David Blue: If you were sitting down with a fellow surgeon to talk to them about this technology for the first time, what would you tell them?

Dr. Chris Jones: I would start by explaining that the InSet™ glenoid is based on a different concept than what they’re used to. Whereas the traditional glenoid gets its support from perfectly matched curvilinear backside support and from the pegs, the InSet™ relies on multiple fronts for fixation. The InSet™ does get its fixation from a flat backside support, along with the peripheral rim support, and the cement interdigitation that comes from both the short pegs, but additionally from the I-Beam cement channels on the backside of the flat surface. From a biomechanics standpoint, the InSet™ provides much more support than the onlay glenoids. Also, you remove less bone with the InSet™ than almost any other glenoid component on the market.

Regarding the SI humeral short stem, when I first began looking at it, I thought it would be good for younger patients with solid bone. But what I have found as I’ve used the humeral short stem, is that there are very few people who do not get amazing fixation and rotational stability from it, even female patients in their sixties and even seventies. It has huge advantages over some of the traditional humeral stems because it sacrifices almost no bone.

We do what is called the thumb test. After you make your head cut, you take your thumb and press on the cut surface of the metaphasis to see how hard the bone is. Sometimes your thumb will just fall in. That is not the patient that we would want to use the SI system on. But it’s very rare to see that. Occasionally, when somebody has been borderline, I’ve taken some bone chips from the head and packed my humerus where I prepped it, and I’m able to get great fixation with the stem even in the much older patients. I have now moved towards making the SI humeral short stem, the only stem for primaries, because it’s a great stem for all ages.

David Blue: What are some tips or pieces of advice you would give to other surgeons when using the SI system?

Dr. Chris Jones: I have two pearls of wisdom. First, I’ve found that when we’re eyeballing the glenoid and picking the center point, we’re not as good at that as we think we are. Oftentimes, I would put the pin in and start to ream and then wish I was one-millimeter posterior. So, what I do now is I take a surgical ruler and I lay it on the glenoid and definitively identify the posterior rim and anterior rim. Then I mark the center point with the ruler. It takes an extra 30 seconds but is well worth the effort. It’s more important with the InSet™ to make sure that you are dead center so you can get a solid peripheral rim.

Secondly, after you drill your center pin and you’re violating the medial cortex of the vault, when you go to cement your component into place, make sure you plug that hole or else cement will shoot out and you’ll get cement on the medial glenoid or medial scapula. But more importantly, you won’t get good pressurization. So, after I fully prep the glenoid and drill my peripheral pegs, I take a chunk of bone from the humeral head and put it in the center hole. Then I impact it with a trial to plug that hole. With that, I’ve been able to see better cement mantle and also prevent that cement from extruding out that hole along the medial scapula.

David Blue: Anything else you’d like to add that we haven’t already covered about the InSet™ technology?

Dr.
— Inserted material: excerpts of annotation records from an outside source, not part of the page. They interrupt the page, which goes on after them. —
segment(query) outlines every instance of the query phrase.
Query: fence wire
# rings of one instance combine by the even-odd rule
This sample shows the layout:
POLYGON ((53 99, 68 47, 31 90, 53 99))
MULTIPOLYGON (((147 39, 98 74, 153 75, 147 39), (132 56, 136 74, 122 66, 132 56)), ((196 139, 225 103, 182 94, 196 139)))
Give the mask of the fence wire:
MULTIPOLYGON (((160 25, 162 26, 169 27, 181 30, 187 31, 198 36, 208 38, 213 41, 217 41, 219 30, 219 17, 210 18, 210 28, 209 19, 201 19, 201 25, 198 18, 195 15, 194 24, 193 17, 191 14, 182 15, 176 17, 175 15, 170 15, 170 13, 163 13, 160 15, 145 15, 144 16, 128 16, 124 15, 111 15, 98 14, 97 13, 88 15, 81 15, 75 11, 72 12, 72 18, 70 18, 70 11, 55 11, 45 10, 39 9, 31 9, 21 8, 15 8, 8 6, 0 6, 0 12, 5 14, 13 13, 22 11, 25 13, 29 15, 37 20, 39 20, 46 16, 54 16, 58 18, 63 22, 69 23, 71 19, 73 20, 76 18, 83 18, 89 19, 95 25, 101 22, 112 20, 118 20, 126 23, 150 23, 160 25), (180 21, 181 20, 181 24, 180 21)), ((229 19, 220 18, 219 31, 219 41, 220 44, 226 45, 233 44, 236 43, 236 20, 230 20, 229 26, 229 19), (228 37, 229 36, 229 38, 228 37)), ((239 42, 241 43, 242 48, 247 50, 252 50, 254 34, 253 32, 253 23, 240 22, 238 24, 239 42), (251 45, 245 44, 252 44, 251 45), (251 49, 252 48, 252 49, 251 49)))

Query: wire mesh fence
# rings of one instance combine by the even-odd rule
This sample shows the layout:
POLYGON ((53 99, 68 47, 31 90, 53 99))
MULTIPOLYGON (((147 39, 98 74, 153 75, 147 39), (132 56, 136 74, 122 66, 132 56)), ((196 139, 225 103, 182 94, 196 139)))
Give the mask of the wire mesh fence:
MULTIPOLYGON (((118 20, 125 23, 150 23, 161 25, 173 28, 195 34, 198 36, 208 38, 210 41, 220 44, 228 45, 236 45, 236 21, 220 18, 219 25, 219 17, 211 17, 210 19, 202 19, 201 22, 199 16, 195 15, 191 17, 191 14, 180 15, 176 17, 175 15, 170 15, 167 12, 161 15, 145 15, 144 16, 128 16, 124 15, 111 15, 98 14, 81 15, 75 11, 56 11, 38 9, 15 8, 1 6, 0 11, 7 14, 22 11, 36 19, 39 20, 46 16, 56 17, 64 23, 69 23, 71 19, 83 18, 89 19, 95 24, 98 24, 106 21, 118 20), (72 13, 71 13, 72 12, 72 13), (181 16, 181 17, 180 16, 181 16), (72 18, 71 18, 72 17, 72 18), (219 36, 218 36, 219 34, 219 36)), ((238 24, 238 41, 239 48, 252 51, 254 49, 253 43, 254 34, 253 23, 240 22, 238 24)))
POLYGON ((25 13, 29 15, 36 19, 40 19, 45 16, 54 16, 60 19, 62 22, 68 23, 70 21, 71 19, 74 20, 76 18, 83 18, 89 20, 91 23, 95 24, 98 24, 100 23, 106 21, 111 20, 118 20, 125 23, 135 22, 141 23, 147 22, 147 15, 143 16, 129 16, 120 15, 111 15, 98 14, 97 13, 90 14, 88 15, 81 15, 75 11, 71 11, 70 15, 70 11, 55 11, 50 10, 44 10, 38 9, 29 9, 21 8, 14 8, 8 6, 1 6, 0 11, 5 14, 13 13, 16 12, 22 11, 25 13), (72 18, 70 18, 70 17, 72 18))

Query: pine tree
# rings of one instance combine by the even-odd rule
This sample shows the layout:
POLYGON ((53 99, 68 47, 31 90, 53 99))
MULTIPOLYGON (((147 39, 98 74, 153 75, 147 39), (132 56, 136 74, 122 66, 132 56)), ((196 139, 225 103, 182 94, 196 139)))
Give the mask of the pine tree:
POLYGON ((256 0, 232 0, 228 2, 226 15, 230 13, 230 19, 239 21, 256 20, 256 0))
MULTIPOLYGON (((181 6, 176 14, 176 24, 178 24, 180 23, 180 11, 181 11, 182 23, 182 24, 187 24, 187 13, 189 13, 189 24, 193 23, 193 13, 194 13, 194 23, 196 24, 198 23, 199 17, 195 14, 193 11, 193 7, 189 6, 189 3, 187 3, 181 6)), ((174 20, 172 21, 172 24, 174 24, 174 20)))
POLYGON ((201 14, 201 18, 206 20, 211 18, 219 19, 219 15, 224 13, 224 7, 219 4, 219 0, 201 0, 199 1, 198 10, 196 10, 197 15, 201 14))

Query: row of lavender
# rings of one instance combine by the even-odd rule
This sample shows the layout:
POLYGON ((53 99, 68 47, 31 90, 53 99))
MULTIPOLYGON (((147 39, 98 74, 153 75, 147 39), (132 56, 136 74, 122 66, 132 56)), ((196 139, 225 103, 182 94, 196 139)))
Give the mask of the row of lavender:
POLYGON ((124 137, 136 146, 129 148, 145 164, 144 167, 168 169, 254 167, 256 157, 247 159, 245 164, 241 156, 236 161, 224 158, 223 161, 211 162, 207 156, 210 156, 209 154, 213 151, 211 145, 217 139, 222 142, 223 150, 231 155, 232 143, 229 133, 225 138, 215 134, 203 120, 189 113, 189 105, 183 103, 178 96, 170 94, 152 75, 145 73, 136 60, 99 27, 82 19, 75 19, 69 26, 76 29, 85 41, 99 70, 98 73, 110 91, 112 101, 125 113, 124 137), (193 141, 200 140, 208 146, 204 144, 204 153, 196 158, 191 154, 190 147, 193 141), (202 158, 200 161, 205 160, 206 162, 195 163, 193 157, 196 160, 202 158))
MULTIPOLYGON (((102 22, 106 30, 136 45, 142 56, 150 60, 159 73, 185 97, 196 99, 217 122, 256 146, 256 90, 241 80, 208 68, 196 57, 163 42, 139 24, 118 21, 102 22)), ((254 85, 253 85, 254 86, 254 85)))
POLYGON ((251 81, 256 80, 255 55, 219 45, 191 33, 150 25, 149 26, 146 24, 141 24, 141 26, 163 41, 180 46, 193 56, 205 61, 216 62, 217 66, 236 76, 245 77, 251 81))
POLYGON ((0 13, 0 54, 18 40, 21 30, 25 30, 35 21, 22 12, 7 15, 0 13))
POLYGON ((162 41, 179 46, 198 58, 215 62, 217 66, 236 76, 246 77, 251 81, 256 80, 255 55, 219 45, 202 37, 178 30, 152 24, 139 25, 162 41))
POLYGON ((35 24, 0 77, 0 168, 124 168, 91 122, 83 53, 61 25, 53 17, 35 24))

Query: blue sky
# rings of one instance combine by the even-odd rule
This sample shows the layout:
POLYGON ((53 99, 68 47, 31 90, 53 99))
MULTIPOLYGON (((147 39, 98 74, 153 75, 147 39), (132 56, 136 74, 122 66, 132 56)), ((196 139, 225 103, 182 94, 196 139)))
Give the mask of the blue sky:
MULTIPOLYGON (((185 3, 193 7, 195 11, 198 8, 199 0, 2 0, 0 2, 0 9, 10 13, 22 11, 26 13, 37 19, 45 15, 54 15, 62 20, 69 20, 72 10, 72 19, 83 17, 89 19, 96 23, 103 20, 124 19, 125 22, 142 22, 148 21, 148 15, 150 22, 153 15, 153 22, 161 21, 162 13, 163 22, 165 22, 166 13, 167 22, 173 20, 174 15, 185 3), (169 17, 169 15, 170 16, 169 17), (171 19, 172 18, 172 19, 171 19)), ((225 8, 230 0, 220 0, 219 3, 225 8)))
Chris Jones: I’m very pleased that SI also offers their InSet™ PLUS augmented glenoids, which are very useful for patients who have glenoid erosion. I can make the decision and simple conversion to use augments even after I have already prepared for a neutral glenoid, and I can literally just dial in the amount of correction that I need.

I’d like to encourage other surgeons to make use of the surgical planning tools to plan your surgery three-dimensionally. That way you can go into surgery knowing exactly where your starting drill point needs to be, and you are ready to simply execute the plan you’ve outlined ahead of time.